Style Over Story, and Not Enough Style
To be fair, the movie isn’t ugly. The cinematography has its moments: stark compositions, tight frames emphasizing confinement, shadows that swallow up corners of the room. You can tell there was an attempt to visually reflect his inner turmoil.
But good visuals can’t carry a story this thin. The editing—also by Kovich Jr.—leans into slow pacing and long takes, which could build tension, but here just stretch scenes past the point of effectiveness into “I could get up and make a snack and come back and he’d still be staring at that wall” territory.
It’s the kind of movie where you can sense the director’s sincerity and ambition… and still desperately wish someone had taken away the Final Cut privileges.
Missed Opportunities, Locked Doors
The most frustrating thing about The Apartment is how close it comes to being something genuinely interesting. The premise is strong.
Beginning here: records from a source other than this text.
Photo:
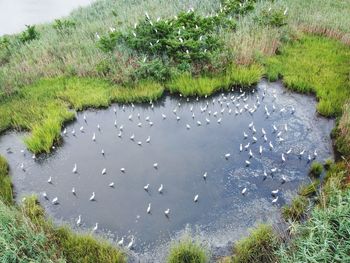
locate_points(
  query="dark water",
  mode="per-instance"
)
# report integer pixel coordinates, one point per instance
(183, 155)
(15, 14)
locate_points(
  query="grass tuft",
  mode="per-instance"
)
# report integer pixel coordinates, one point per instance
(259, 246)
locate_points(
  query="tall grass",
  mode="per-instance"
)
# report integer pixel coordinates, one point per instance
(72, 247)
(243, 76)
(260, 246)
(6, 194)
(43, 107)
(315, 65)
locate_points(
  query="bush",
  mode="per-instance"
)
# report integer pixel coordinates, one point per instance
(187, 251)
(259, 247)
(29, 34)
(296, 210)
(316, 169)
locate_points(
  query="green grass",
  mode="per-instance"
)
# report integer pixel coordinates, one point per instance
(296, 210)
(45, 106)
(187, 251)
(77, 248)
(315, 65)
(316, 169)
(259, 247)
(325, 237)
(310, 189)
(6, 194)
(242, 76)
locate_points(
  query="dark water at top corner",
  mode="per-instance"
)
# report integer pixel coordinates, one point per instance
(222, 214)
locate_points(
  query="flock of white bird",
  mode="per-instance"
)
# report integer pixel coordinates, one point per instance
(233, 105)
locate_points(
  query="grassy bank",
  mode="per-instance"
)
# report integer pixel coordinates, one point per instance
(26, 235)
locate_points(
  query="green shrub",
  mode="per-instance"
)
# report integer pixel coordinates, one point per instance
(296, 210)
(29, 34)
(316, 169)
(259, 247)
(187, 251)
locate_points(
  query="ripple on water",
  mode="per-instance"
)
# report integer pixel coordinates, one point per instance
(222, 214)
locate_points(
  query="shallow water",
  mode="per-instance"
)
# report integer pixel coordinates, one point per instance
(15, 14)
(222, 214)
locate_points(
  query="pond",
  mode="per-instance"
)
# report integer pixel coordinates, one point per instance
(173, 144)
(15, 14)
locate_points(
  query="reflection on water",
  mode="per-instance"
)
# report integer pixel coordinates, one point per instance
(184, 151)
(15, 14)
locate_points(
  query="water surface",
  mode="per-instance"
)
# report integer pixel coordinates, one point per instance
(15, 14)
(222, 214)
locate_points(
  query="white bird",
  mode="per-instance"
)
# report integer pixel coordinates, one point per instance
(79, 220)
(283, 157)
(55, 201)
(274, 201)
(95, 228)
(121, 242)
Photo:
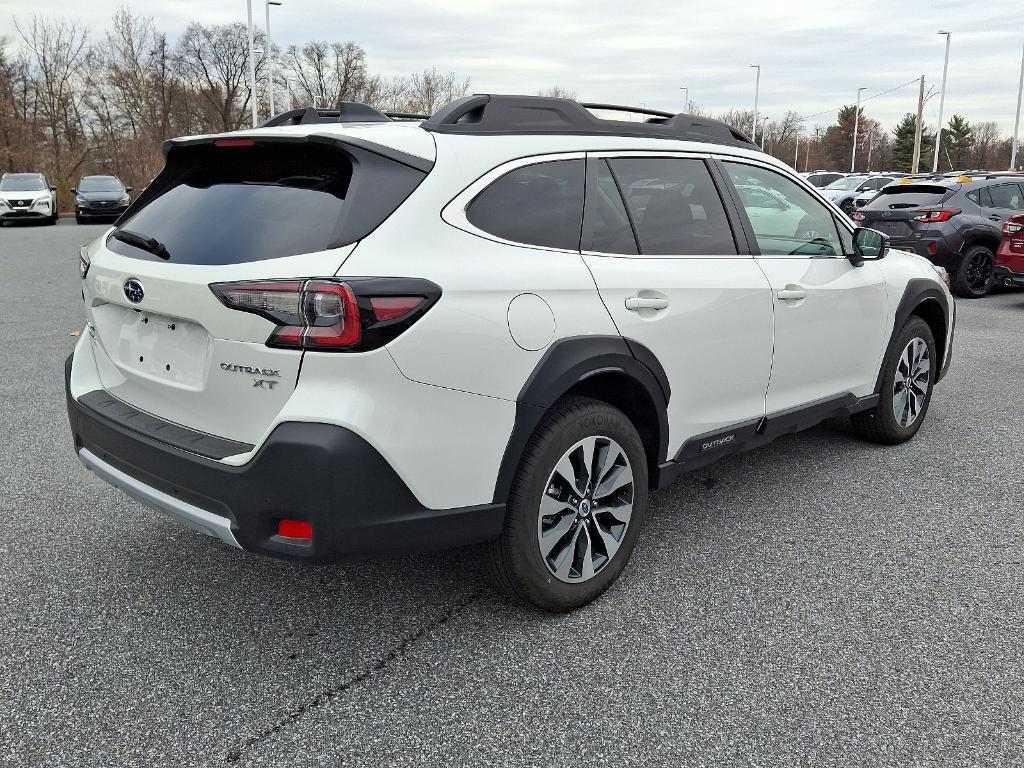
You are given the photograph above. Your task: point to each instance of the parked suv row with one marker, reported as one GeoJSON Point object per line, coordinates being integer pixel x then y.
{"type": "Point", "coordinates": [955, 224]}
{"type": "Point", "coordinates": [504, 325]}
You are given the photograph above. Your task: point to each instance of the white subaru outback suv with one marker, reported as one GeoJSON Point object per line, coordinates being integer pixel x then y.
{"type": "Point", "coordinates": [344, 335]}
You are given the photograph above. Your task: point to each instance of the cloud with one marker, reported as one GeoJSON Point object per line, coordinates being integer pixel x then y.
{"type": "Point", "coordinates": [814, 54]}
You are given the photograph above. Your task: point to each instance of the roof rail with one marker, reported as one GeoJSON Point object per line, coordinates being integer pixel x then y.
{"type": "Point", "coordinates": [350, 112]}
{"type": "Point", "coordinates": [498, 115]}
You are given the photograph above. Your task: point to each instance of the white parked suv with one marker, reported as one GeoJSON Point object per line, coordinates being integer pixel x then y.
{"type": "Point", "coordinates": [342, 335]}
{"type": "Point", "coordinates": [28, 197]}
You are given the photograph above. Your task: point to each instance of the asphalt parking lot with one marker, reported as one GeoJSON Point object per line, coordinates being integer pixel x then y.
{"type": "Point", "coordinates": [819, 602]}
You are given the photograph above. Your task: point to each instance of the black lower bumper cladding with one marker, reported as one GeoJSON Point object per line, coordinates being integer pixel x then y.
{"type": "Point", "coordinates": [322, 473]}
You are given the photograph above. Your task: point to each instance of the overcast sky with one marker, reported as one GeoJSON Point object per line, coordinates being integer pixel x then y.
{"type": "Point", "coordinates": [814, 55]}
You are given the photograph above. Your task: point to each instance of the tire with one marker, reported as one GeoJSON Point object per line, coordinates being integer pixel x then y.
{"type": "Point", "coordinates": [974, 273]}
{"type": "Point", "coordinates": [576, 566]}
{"type": "Point", "coordinates": [888, 425]}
Single-location horror, unreliable memory, guilt manifested as confinement—that’s fertile ground.
But every time it could dig deeper, it shrugs. Every time it might let a character become more than a symbol, it pulls back. Every time the horror could turn sharp, it just sort of… flickers and dies.
By the time the “dark past” is finally confronted, you don’t feel catharsis. You feel relief that the movie might finally end.
Final Verdict: Do Not Disturb
The Apartment wants to be an existential horror chamber piece about guilt, memory, and self-imposed prisons. What it actually is, most of the time, is watching a mildly distressed man in a locked flat, surrounded by half-developed ideas.
If you enjoy super-minimalist, heavily metaphorical slow burns and don’t mind carrying most of the emotional weight yourself, you might find some value in it as an experiment.
But if you’re looking for a horror film that pays off its premise with tension, scares, or even just a compelling emotional journey, this will feel less like a gripping descent into the psyche… and more like being trapped in someone else’s unfinished therapy session.
With chains. And padlocks. And no exit sign in sight.